Tom Davenport filming Born for Hard Luck

When I first discovered the works of Jean Rouch, Robert Gardner, and Timothy Asch—academic anthropologists who opted to make films rather than books about their research subjects—my appreciation of their work was hampered by some lingering questions: “How in the world did they distribute this? Who paid for this? Who was watching this?” Sure, the government pays for them, universities buy them and academics screen them for students, but these filmmakers are also studied and appreciated within cinephile circles in a way that, say, 1940s newsreel directors are not. How did these filmmakers find an audience outside the ivory tower? Since this academic model of production and distribution exists independently of the wider film economy, answering that question may open new (or old) pathways for independent filmmaking.
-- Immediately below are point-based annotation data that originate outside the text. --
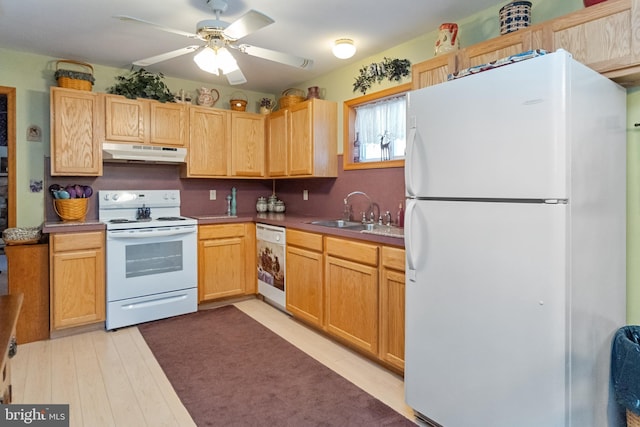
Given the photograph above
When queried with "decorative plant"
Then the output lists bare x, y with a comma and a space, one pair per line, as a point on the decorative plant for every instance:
142, 84
76, 75
389, 68
266, 103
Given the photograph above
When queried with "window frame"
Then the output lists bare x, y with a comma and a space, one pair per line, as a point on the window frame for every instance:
349, 133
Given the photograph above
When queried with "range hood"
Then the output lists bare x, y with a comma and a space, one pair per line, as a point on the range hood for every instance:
112, 152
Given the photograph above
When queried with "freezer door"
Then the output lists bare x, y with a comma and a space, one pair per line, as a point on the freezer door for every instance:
498, 134
485, 313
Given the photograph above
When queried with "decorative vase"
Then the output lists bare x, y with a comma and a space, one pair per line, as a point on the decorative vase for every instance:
313, 92
514, 16
207, 97
447, 38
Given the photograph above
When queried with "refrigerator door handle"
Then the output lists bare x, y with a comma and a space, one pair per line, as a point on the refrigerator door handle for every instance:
408, 239
409, 156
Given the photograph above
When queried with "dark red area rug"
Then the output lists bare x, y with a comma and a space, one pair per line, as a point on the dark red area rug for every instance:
229, 370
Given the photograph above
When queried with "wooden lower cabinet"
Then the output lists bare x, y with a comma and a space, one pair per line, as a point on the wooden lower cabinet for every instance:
28, 274
305, 277
392, 306
77, 275
226, 261
351, 285
352, 290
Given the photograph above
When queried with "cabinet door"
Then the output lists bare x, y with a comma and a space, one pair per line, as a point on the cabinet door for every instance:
304, 284
352, 302
125, 119
278, 137
75, 133
77, 280
168, 123
301, 148
247, 144
209, 152
392, 303
221, 268
603, 36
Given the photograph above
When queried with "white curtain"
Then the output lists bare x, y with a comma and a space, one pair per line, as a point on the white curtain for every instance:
380, 123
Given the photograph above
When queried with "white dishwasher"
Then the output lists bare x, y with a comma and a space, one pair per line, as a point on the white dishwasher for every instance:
271, 250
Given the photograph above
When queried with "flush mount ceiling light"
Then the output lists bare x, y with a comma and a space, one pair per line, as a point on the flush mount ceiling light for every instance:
344, 48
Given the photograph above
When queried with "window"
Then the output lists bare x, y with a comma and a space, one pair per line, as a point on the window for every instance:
375, 129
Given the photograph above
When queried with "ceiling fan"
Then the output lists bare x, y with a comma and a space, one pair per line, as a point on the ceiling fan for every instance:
218, 36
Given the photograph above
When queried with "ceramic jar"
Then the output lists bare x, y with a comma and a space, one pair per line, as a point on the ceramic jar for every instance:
279, 206
207, 97
447, 38
261, 205
271, 203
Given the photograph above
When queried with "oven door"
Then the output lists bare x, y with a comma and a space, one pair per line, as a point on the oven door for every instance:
149, 261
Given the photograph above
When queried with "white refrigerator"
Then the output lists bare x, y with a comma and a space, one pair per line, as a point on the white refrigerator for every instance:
515, 236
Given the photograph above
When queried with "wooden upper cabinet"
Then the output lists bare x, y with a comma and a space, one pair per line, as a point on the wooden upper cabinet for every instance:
247, 144
302, 140
124, 119
76, 144
168, 123
278, 137
209, 143
143, 121
604, 36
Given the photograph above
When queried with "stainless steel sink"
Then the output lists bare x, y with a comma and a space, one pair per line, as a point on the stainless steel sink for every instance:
382, 230
340, 223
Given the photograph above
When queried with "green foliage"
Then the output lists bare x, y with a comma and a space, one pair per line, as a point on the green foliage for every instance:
391, 69
142, 84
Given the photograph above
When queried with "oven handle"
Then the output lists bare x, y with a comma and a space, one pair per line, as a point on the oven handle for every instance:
145, 234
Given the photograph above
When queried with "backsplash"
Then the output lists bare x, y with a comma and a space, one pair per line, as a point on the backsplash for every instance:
326, 195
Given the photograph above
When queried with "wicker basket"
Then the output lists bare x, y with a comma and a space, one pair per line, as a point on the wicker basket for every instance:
238, 101
291, 96
80, 80
71, 209
21, 235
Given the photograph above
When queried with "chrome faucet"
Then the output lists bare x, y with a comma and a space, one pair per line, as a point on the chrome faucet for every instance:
347, 209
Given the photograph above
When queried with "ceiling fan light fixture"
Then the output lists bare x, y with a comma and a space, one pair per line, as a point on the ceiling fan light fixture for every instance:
344, 48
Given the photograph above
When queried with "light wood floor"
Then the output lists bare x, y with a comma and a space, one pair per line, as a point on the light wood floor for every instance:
112, 378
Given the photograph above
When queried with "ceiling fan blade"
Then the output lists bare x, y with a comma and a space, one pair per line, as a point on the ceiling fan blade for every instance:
247, 24
126, 18
165, 56
273, 55
236, 77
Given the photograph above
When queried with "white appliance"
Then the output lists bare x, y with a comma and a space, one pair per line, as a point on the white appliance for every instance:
271, 250
151, 256
142, 153
515, 238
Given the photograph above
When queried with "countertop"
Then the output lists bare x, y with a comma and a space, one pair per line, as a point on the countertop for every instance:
278, 219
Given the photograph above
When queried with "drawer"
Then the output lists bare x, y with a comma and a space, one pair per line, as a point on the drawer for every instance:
393, 258
361, 252
75, 241
311, 241
206, 232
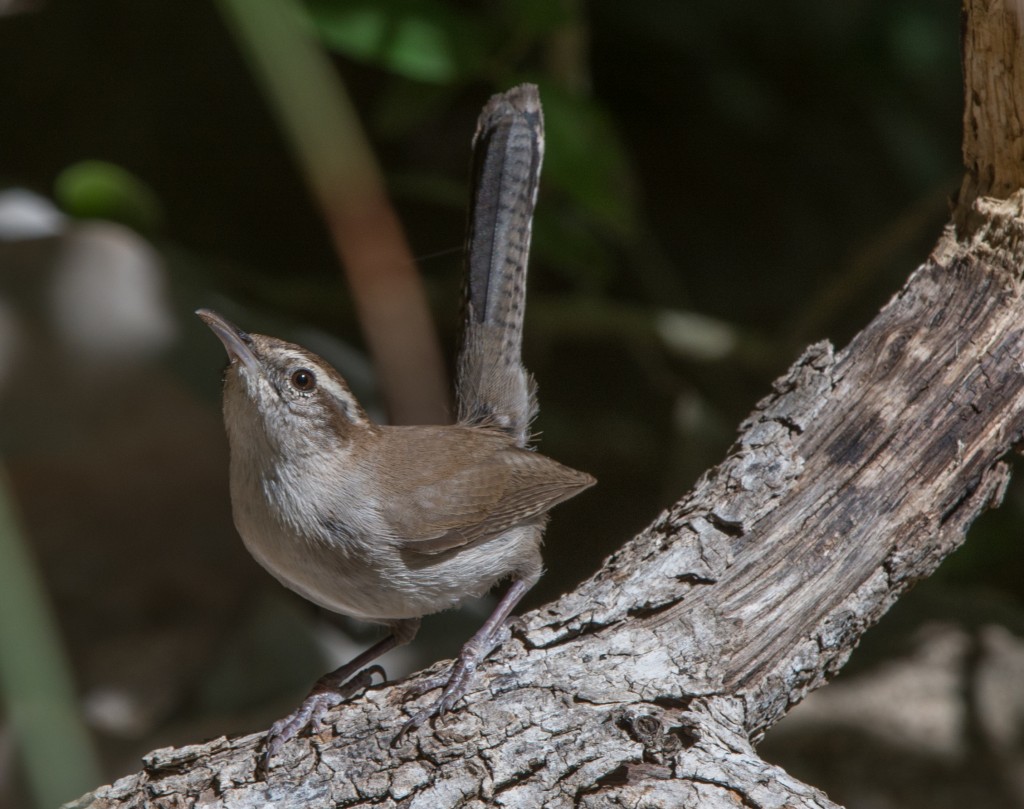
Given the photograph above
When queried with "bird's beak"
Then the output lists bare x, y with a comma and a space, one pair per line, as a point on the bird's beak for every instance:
237, 342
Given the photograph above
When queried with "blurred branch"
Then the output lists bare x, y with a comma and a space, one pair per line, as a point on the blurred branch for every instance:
317, 117
35, 676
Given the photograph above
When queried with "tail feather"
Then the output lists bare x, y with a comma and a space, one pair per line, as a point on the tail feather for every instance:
494, 387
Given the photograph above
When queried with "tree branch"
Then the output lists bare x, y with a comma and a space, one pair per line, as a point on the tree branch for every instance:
853, 478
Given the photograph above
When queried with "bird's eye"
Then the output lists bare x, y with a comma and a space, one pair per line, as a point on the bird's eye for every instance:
303, 380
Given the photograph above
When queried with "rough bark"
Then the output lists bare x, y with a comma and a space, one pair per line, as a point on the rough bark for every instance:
650, 683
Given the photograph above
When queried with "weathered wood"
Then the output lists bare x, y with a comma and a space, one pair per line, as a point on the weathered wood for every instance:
650, 682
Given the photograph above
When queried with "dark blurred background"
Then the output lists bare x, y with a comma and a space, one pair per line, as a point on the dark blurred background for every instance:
724, 183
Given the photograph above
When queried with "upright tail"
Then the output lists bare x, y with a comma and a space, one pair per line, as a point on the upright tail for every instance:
494, 388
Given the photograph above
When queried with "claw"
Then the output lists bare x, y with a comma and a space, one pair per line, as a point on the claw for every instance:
326, 695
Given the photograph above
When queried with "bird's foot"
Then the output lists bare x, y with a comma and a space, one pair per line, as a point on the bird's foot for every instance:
456, 682
326, 694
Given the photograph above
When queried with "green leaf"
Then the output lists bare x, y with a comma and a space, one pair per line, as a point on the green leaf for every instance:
421, 40
96, 189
Then, I found Folkstreams, a website that exclusively hosts documentaries about American folkways and folklore. The films are sometimes academic, as they’re the work of professional anthropologists and ethnographers. Others are works celebrating American folk art and culture, where the amateurish production is directly proportional to the film’s love for its subject. The films typically range anywhere from two minutes to two hours, and not a single one is “marketable” in the traditional sense. Yet here they are, completely free to watch. This is largely thanks to the continuous work of filmmaker Tom Davenport, who founded Folkstreams in 1999 in order to serve these films’ niche market and further expand their audience. That Davenport could watch these videos in primitive codecs on a dial-up connection and still feel that this was the future of independent film distribution speaks to his powers as a soothsayer.
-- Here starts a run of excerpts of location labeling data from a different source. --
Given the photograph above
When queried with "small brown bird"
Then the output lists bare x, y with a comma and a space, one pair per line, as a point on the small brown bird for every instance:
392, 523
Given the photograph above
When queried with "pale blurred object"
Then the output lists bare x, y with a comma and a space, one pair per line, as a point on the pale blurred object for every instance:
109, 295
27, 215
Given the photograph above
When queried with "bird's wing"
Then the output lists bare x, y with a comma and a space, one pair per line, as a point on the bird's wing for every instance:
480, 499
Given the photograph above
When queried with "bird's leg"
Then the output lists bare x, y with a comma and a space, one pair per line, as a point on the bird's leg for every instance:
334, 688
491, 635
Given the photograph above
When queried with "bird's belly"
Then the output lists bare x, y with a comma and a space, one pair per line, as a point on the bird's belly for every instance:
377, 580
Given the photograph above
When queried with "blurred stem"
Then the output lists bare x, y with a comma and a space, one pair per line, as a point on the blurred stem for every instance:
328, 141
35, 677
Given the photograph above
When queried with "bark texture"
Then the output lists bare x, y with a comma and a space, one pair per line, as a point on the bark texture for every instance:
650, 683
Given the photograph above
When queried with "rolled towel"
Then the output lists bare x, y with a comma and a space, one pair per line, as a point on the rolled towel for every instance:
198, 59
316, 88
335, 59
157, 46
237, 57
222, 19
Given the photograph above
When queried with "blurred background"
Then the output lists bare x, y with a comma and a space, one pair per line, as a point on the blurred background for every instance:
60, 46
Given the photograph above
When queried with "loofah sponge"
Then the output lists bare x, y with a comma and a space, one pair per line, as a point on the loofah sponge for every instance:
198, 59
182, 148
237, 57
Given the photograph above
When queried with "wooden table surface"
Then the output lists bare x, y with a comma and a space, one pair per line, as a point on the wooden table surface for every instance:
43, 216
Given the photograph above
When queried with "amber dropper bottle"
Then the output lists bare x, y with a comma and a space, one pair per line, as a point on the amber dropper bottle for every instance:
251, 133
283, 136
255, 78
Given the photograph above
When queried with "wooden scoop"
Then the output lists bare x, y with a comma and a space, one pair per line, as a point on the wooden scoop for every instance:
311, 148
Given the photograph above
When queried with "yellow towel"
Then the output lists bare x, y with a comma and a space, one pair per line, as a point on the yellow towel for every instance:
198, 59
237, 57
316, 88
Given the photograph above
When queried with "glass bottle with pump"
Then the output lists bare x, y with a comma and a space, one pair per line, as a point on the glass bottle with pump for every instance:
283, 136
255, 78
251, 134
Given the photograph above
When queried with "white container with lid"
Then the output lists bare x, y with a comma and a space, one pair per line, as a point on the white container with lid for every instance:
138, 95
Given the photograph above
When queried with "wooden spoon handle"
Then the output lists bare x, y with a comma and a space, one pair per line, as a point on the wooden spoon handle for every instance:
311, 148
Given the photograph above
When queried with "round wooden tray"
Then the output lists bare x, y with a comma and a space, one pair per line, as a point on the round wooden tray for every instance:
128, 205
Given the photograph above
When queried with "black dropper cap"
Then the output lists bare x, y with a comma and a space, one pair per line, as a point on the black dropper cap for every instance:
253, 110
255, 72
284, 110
At 85 years old, Davenport still maintains Folkstreams daily from his Virginia home. I brought up my pedantic queries about academic film markets; Davenport, in quintessential Folkstreams fashion, answered with stories about his life and career that provide a glimpse of what truly independent filmmaking in the 20th century was like. He’s quick to admit that he was lucky to live in a time of free-flowing grants and endowments—the very same that would eventually fund Folkstreams, and the very same that are currently on the political chopping block. We may need more than luck to continue his vision.
Filmmaker: I was reading that you got started in your filmmaking career by working alongside D.A. Pennebaker and Richard Leacock. I’m curious about in what capacity you were working for them and whether or not they were an influence on the films you would later make.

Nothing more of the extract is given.